Arab Saudi Tolak Rencana Pemindahan Warga Palestina dari Gaza

Menteri Luar Negeri Arab Saudi, Pangeran Faisal bin Farhan, menegaskan penolakan tegas negara tersebut terhadap setiap upaya untuk memindahkan warga Palestina dari Jalur Gaza, terlepas dari berbagai alasan yang mungkin diberikan. Pernyataan ini diungkapkan pada hari Jumat, setelah pertemuan Kelompok Kontak Gaza yang diadakan di sela-sela Forum Diplomasi Antalya di Turki.

“Pertama-tama, kami dengan tegas menolak pemindahan warga Palestina dari Gaza dengan slogan apa pun,” kata Pangeran Faisal dalam konferensi pers tersebut. Ia menekankan bahwa istilah-istilah yang digunakan untuk menggambarkan rencana tersebut, seperti “migrasi sukarela”, tidak dapat diterima di tengah situasi yang sulit ini. Pangeran Faisal menambahkan, “Pembicaraan tentang migrasi sukarela tidak dapat diterima ketika warga Palestina kehilangan kebutuhan hidup yang paling mendasar.”

Pernyataan ini muncul di tengah ketegangan yang meningkat di Gaza, di mana kampanye militer Israel telah menyebabkan lebih dari 50.800 warga Palestina, sebagian besar perempuan dan anak-anak, tewas sejak terjadinya serangan Hamas pada 7 Oktober 2023. Serangan brutal Israel telah menghancurkan infrastruktur di kantong tersebut, menjadikannya hampir tidak dapat dihuni. Pangeran Faisal mengecam kondisi yang ada dan menyerukan “gencatan senjata segera di Gaza”, serta menekankan pentingnya memastikan pengiriman bantuan kemanusiaan tanpa hambatan ke daerah yang terkepung tersebut.

Rencana pemindahan warga Palestina ini diketahui terkait dengan usulan kontroversial yang sebelumnya diajukan oleh mantan Presiden AS Donald Trump. Ia mengusulkan untuk memindahkan 2,1 juta warga Palestina dari Gaza dan mengubah wilayah tersebut menjadi sebuah kawasan yang disebut “Riviera”. Rencana ini menuai kritik dari berbagai pihak, termasuk Arab Saudi, yang berpandangan bahwa upaya tersebut bukanlah solusi atas masalah mendasar yang dihadapi oleh rakyat Palestina.

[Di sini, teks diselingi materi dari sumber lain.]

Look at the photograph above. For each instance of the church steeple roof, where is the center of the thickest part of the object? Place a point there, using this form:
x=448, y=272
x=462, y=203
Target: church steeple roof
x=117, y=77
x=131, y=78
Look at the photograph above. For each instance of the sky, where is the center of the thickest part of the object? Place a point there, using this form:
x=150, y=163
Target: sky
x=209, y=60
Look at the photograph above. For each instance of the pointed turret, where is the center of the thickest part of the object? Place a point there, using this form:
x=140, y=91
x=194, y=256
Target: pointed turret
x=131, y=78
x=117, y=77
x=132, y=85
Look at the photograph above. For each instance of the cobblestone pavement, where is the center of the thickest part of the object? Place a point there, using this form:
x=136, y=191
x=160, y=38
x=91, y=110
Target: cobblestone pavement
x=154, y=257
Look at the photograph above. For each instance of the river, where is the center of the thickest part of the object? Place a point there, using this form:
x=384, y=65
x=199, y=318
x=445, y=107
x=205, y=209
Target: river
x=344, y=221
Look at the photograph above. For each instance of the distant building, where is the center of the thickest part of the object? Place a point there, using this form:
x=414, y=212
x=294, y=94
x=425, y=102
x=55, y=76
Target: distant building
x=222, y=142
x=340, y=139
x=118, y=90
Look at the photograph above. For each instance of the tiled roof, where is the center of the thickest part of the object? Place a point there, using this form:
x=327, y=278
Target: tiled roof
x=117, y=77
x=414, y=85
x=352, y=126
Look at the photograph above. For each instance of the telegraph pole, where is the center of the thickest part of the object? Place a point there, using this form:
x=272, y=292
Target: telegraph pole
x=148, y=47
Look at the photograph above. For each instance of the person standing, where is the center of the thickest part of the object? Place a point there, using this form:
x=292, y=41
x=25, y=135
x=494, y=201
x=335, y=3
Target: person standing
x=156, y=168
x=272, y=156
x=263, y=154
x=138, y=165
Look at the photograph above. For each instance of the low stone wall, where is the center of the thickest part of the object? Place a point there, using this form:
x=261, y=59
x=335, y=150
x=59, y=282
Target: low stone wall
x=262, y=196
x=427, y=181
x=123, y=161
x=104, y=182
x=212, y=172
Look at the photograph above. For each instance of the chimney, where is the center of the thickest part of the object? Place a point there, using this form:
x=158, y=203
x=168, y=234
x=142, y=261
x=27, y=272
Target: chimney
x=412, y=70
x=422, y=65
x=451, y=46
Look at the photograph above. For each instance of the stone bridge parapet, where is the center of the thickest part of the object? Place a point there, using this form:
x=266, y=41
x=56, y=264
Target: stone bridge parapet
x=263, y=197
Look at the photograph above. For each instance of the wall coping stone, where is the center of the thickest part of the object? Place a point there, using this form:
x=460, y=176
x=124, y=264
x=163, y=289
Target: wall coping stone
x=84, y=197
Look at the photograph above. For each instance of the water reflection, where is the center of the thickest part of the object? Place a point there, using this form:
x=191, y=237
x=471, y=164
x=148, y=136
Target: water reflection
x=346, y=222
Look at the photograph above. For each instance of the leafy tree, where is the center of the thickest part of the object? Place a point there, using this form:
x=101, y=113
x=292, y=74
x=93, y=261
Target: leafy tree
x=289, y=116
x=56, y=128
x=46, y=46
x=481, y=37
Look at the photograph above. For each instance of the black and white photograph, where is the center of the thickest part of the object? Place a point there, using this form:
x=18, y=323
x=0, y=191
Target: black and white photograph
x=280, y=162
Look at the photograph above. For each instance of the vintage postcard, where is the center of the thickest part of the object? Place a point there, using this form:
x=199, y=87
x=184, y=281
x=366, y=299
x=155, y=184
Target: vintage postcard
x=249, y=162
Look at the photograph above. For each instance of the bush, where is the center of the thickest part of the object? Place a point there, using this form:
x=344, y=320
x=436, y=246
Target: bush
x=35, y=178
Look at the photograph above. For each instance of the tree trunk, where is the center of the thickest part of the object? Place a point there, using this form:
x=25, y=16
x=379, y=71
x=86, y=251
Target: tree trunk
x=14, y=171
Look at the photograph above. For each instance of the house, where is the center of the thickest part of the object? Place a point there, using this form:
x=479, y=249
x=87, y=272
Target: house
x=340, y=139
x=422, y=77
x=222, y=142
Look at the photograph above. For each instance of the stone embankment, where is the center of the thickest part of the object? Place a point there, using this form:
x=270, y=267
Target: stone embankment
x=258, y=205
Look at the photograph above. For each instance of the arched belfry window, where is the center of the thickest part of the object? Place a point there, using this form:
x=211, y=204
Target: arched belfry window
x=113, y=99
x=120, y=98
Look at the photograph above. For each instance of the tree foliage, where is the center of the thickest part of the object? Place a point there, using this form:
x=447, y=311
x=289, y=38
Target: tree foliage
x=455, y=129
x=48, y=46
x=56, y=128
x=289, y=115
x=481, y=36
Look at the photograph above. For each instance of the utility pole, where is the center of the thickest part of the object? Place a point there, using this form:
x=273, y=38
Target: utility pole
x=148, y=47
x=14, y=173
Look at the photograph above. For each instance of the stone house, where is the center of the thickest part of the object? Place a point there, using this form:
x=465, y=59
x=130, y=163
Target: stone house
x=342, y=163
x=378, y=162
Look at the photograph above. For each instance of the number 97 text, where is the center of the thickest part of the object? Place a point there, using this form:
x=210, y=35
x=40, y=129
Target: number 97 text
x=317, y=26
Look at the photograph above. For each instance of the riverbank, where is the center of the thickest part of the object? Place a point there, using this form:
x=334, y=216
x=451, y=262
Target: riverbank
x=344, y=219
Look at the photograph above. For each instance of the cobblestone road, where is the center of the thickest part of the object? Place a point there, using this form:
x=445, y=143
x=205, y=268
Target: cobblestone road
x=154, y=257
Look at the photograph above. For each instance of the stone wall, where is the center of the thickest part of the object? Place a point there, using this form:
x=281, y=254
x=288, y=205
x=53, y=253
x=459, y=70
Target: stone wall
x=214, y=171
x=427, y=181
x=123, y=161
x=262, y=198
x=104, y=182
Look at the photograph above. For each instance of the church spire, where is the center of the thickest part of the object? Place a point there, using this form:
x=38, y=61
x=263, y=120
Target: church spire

Lebih jauh, Pangeran Faisal juga menggarisbawahi urgensi situasi yang dihadapi oleh rakyat Palestina dan mendesak komunitas internasional untuk mengambil tindakan. “Kami menekankan kebutuhan mendesak untuk memberikan bantuan kemanusiaan. Situasi di Gaza sangat kritis,” ujarnya. Dalam konteks ini, Arab Saudi menunjukkan komitmennya untuk mendukung rakyat Palestina dan menolak segala bentuk upaya yang bisa memperburuk keadaan mereka.

Kondisi di Gaza semakin parah, bertepatan dengan meningkatnya serangan Israel yang mulai dilancarkan kembali pada 18 Maret. Serangan tersebut menghancurkan gencatan senjata dan perjanjian pertukaran tahanan yang sudah disepakati sebelumnya pada 19 Januari. Situasi ini memicu kecemasan di kalangan masyarakat internasional, yang terus menyerukan diakhirinya kekerasan dan perlunya dialog untuk mencapai perdamaian yang berkelanjutan.

Selain itu, pada bulan November lalu, Mahkamah Pidana Internasional (ICC) mengeluarkan surat perintah penangkapan untuk pemimpin Israel Benjamin Netanyahu serta mantan kepala pertahanan Yoav Gallant atas dugaan kejahatan perang dan kejahatan terhadap kemanusiaan di Gaza. Ini menunjukkan adanya perhatian global yang meningkat terhadap tindakan Israel selama konflik ini.

Dalam konteks yang lebih luas, Arab Saudi juga menegaskan bahwa mereka tidak akan melakukan normalisasi hubungan dengan Israel tanpa kehadiran negara Palestina yang aman dan merdeka. Dengan berbagai pernyataan dan tindakan ini, Arab Saudi berusaha tetap menjadi suara dalam mendukung hak-hak rakyat Palestina serta mendorong penyelesaian damai terhadap konflik yang sedang berlangsung. Melalui penolakan yang jelas terhadap pemindahan paksa, Arab Saudi menunjukkan komitmennya terhadap prinsip-prinsip kemanusiaan dan keadilan internasional dalam menghadapi situasi yang kompleks ini di Gaza.